MathJax → Canvas-scaled PNG pipeline for fractions

Google Docs and Word render LaTeX through add-ons only, and SVG doesn’t paste cleanly into either one. The pipeline ends in PNG because that’s what actually survives the clipboard handoff.

To keep the glyphs crisp, the SVG renders to canvas at 3x scale and then displays at 1x — the standard scale-up-and-down trick to avoid blurry raster output. A dark:invert Tailwind class flips the image color for users viewing TidyText in dark mode, while the underlying PNG stays black-on-transparent so it pastes correctly into Docs and Word regardless of the user’s theme. I caught the dark-mode issue during testing — the fraction images were inverting wrong against a dark UI, and the fix needed to be visual-only so the copied artifact stayed correct.

Full walkthrough of the three attempts that got me there: TidyText.cc, copy paste to Google Docs, now with support for fractions.

DOMPurify on input, not just output

Pasted LLM output is untrusted by default. Sanitization runs before render, not just before copy, so the preview itself can’t execute anything an upstream tool might have produced.

Measuring what matters

TidyText’s growth has been organic search and word-of-mouth — no paid acquisition, no launch campaign.

Traffic growth:

  • ~11x traffic growth over 8 months, peaking at 4,901 active users and 13,364 sessions in a single month

Engagement (Jan 2025 – May 2026, per Google Analytics):

  • 96.25% engagement rate. Most sites consider 60–70% good. For a utility, this means people land on the tool and use it, not bounce.
  • 3.1 sessions per user on average. People come back.
  • 8 minutes 11 seconds average session duration across all users. Returning users average 9 minutes 52 seconds — 61% longer than new users, which suggests TidyText becomes more useful as it slots into someone’s workflow.
  • Organic referral traffic from classwork.com and forum.figma.com — students and designers sharing it inside their own communities, which is the strongest qualitative signal that the tool actually solves the problem.
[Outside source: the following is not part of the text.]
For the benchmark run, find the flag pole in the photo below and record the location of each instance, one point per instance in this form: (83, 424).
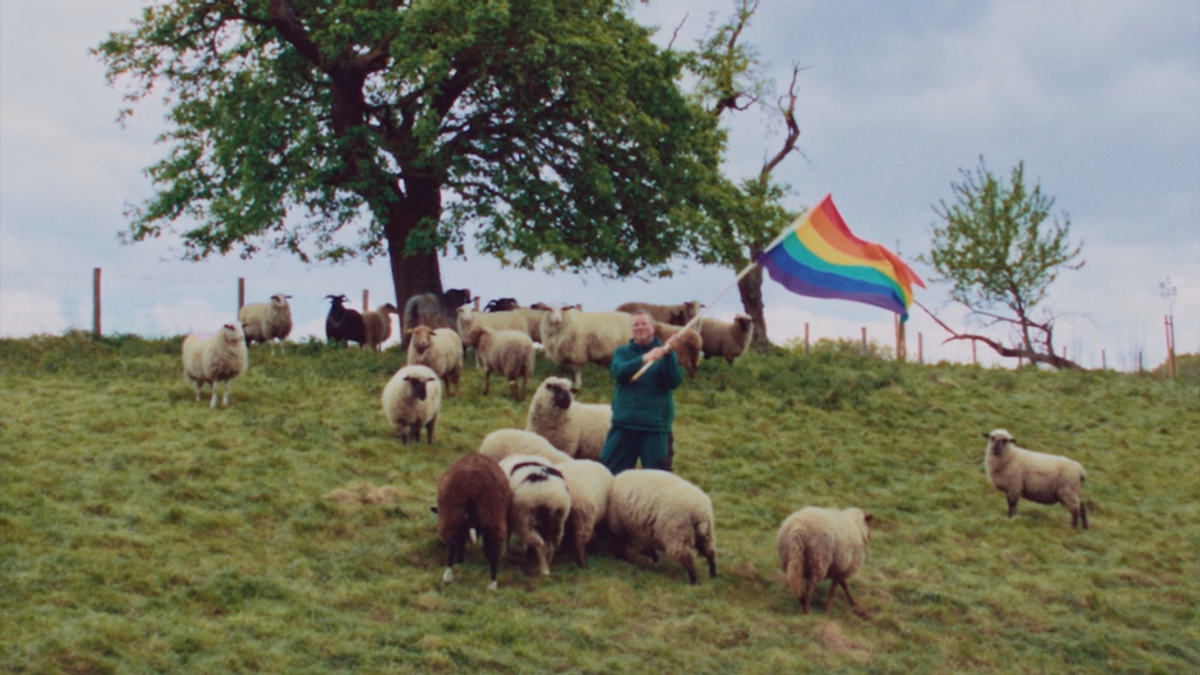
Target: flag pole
(741, 275)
The referral pattern and returning-user duration are the metrics I pay most attention to: people are sending it to people they work with, and the people who come back stay longer.

Solution

A small, fast utility that converts LLM-formatted text into clean HTML that pastes cleanly into Google Docs and Microsoft Word, with a one-click copy and a preview that matches the result.

The production web app runs on Cloudflare Pages: React + Vite, Web Workers for processing, MathJax + Canvas for fraction rendering, DOMPurify for sanitization, TailwindCSS for theming, all TypeScript.

What the architecture buys:

  1. A responsive UI even on long pastes, because parsing and sanitization stay off the main thread.
  2. Correct rendering of edge cases LLMs actually produce — including LaTeX fractions that survive the clipboard into both Google Docs and Word.